District Court of Appeal of Florida, Second District.
David A. Demers of the Law Offices of Robert W. Pope, St. Petersburg, for appellant.
Robert L. Shevin, Atty. Gen., Tallahassee, and Richard C. Booth, Asst. Atty. Gen., Tampa, for appellee.
MANN, Judge (Ret.).
Hamilton was convicted of forging a credit card charge slip on the identification of the sales clerk under circumstances which present a question not of credibility, as the state contends, but of constitutional law. About a week after the sale was made it was discovered that the charge slip was forged and the sales clerk was shown photographs of five men from which she selected that of the appellant. Four days later she expressed some doubt and asked to see the photographs again. On the second *657 occasion she narrowed the possible suspects down to two and advised the officer that those two were very much alike. Asked to select one of the two, she selected the picture of another person. The officer then indicated his opinion that she had selected the right photograph on the first occasion and suggested that she try again. The court denied a motion to suppress stating:
"The Court is of the opinion that the proof proffered on behalf of the motion to suppress evidence is insufficient to meet the test required for the suppression of in-court identification, in that the procedure followed at the first examination, the photographs were in no way impermissibly suggestive or in any way suggested to taint the record, while the procedure followed in the second photographic identification may be reprehensible and would have been impermissibly suggestive if it had occurred uncontradictedly at the first identification. Make that `might have been' rather than `would have been.'"
We believe that the decisions of the Supreme Court of the United States require the suppression of this testimony unless and until the state has demonstrated that the in-court identification of the defendant rests upon an independent and untainted foundation.[1] The admitted conduct of the investigating officer was impermissibly suggestive. This much is conceded by all parties, but the fact that the witness unhesitatingly chose Hamilton's picture from the array on the first occasion persuaded the trial judge that what counts as evidence is the identification which takes place in the courtroom. In the absence of evidence of impropriety, this is, of course, true.
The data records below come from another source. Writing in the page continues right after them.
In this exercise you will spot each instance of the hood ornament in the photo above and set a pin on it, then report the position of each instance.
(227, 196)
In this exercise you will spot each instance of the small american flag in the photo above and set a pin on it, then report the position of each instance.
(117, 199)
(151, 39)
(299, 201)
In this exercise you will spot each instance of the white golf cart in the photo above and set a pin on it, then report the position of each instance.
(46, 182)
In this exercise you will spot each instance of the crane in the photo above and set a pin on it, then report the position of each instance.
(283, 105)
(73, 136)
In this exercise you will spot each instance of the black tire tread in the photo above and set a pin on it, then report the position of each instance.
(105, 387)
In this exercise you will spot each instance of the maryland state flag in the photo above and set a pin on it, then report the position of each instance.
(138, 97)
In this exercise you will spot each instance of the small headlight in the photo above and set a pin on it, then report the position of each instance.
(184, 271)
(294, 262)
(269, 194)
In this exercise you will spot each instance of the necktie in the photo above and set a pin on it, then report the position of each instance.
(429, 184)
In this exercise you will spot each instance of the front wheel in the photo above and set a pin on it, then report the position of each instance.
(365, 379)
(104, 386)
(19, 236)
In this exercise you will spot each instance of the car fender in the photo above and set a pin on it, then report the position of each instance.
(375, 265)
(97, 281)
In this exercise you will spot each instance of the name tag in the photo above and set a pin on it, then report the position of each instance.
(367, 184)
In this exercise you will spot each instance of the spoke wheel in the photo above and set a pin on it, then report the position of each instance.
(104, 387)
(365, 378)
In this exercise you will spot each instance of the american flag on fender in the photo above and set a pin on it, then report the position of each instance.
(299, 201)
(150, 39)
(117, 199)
The state is at liberty to adduce testimony that the defendant was the guilty party by seeking identification in court unless it is clear from the totality of the circumstances that impermissibly suggestive police procedures have tainted that identification. Upon such a showing the burden shifts to the state to qualify its witness. It is then at liberty to do so, but must first show that the in-court identification rests upon an independent foundation and is not merely the witness' recollection of the investigating officer's suggestion.[2] We cannot treat the error as harmless because this is not a case in which the identity of the defendant is otherwise established,[3] or in which the opportunity to know the identity of the suspect was so great and the identification so clear that police impropriety thereafter did not raise a question of deprivation of due process when all of the circumstances are considered.[4]
Reversed and remanded.
McNULTY, C.J., and BOARDMAN, J., concur.
[1] United States v. Wade, 1967, 388 U.S. 218, 87 S. Ct. 1926, 18 L. Ed. 2d 1149; Gilbert v. California, 1967, 388 U.S. 263, 87 S. Ct. 1951, 18 L. Ed. 2d 1178; Stovall v. Denno, 1967, 388 U.S. 293, 87 S. Ct. 1967, 18 L. Ed. 2d 1199.
[2] Foster v. Calif., 1969, 394 U.S. 440, 89 S. Ct. 1127, 22 L. Ed. 2d 402; Cribbs v. State, Fla.App.2d 1974, 297 So. 2d 335. See also Wall, Eyewitness Identification in Criminal Cases (1965).
[3] See Bryan v. State, Fla.App.2d 1974, 290 So. 2d 515.